Cette technique de sauvetage lourde est réservée aux patients les plus graves mais présentant néanmoins un bon état de santé général, sans facteurs de comorbidités graves sous-jacentes, et dans le cadre de maladies complètement réversibles. Car des risques de complications importantes existent, en termes hémorragiques et infectieux. L’Ecmo nécessite donc une surveillance lourde, avec des durées d’hospitalisations de plusieurs semaines. Trois infirmiers d’assistance respiratoire sont chargés de l’installation, de la mise en route et du protocole de surveillance du circuit. « Ces infirmiers perfusionnistes ont reçu une formation d’un an, validée par un diplôme universitaire, à la technique de circuit extracorporel. Ils sont d’astreinte, jour et nuit, vérifiant quotidiennement les échanges gazeux dans la membrane, surveillant les éventuels dysfonctionnements de l’oxygénateur, de la pompe, les problèmes de coagulation dans les circuits… », illustre le Dr Untersteller.

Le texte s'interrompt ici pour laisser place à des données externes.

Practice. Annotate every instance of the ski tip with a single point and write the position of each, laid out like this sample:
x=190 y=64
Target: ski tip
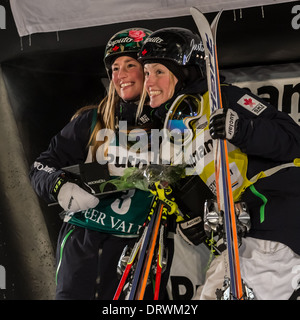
x=194 y=10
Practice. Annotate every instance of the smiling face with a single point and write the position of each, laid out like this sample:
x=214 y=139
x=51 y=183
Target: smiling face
x=159 y=83
x=128 y=78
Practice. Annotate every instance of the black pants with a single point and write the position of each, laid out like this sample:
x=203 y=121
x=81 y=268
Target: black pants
x=79 y=264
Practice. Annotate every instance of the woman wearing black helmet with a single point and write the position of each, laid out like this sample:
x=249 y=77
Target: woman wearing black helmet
x=95 y=226
x=264 y=151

Quand envisager l’Ecmo ? « Quand le rapport de PaO2 (pression artérielle en oxygène) sur FiO2 (fraction inspirée en oxygène) est inférieur à 80 mm Hg. Cependant, il est préférable de ne pas réaliser cette technique dans des conditions d’urgence et d’adresser les patients avant qu’il existe un risque d’arrêt cardiaque, et quand ils sont encore transportables s’ils sont hospitalisés dans un autre hôpital », souligne le Dr Thille. Il est donc nécessaire de discuter la technique dès que le rapport PaO2/FiO2 est inférieur à 100 mm Hg, correspondant à la définition du SDRA « sévère ». Il faut souligner que, dans les cas les plus graves, l’unité mobile d’assistance circulatoire peut se déplacer pour mettre le système sur place et rapatrier ensuite le patient au CHU, rappelle le Dr Untersteller. L’hôpital dispose de trois appareils d’Ecmo, dont un plus petit, plus maniable et donc facilement transportable.

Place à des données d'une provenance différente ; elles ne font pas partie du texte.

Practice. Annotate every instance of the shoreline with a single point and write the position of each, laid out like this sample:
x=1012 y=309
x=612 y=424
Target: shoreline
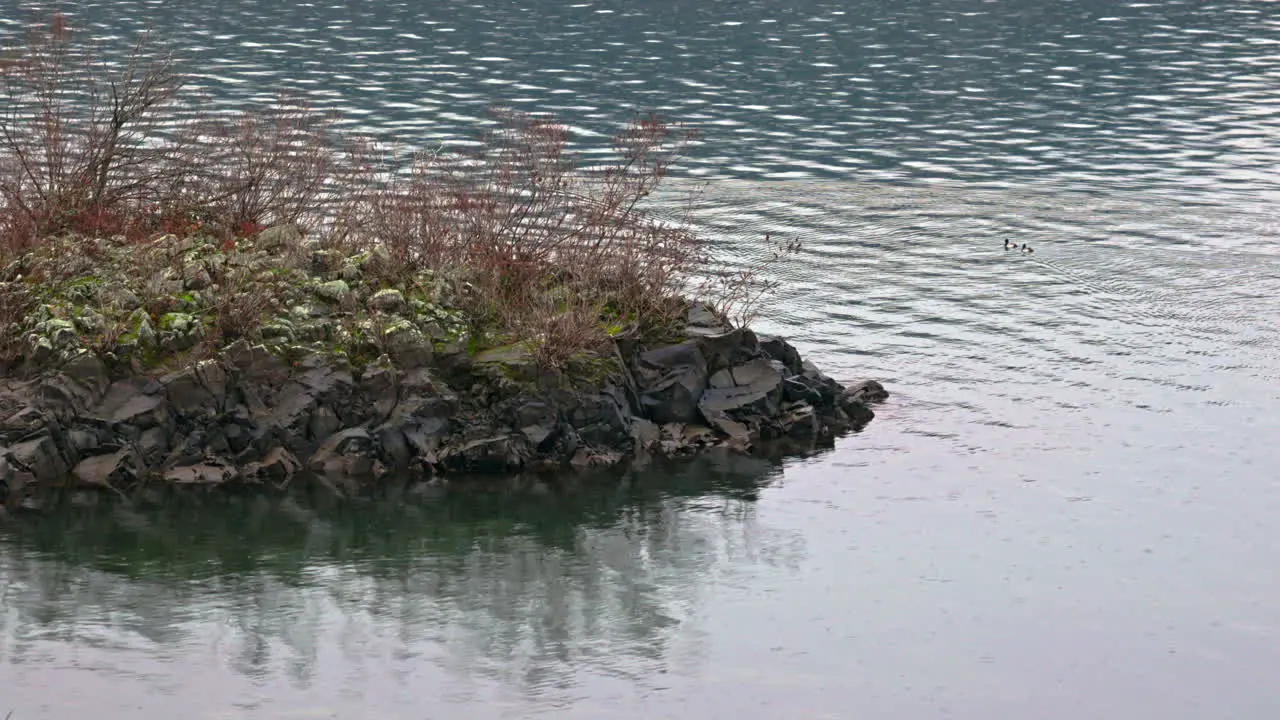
x=348 y=381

À noter, le service de réanimation médicale est en passe d’acquérir un système de mesure de la pression transpulmonaire « qui pourrait permettre d’optimiser les réglages du ventilateur et donc, de sursoir à l’utilisation de l’Ecmo dans certains cas », précise le Dr Thille. Enfin, un groupe de travail sur « le chemin clinique de la défaillance circulatoire et/ou respiratoire » a mis en évidence l’opportunité d’un numéro de téléphone unique  05 49 44 30 26  pour joindre le CHU en cas d’indication d’assistance, fait savoir le Dr Untersteller.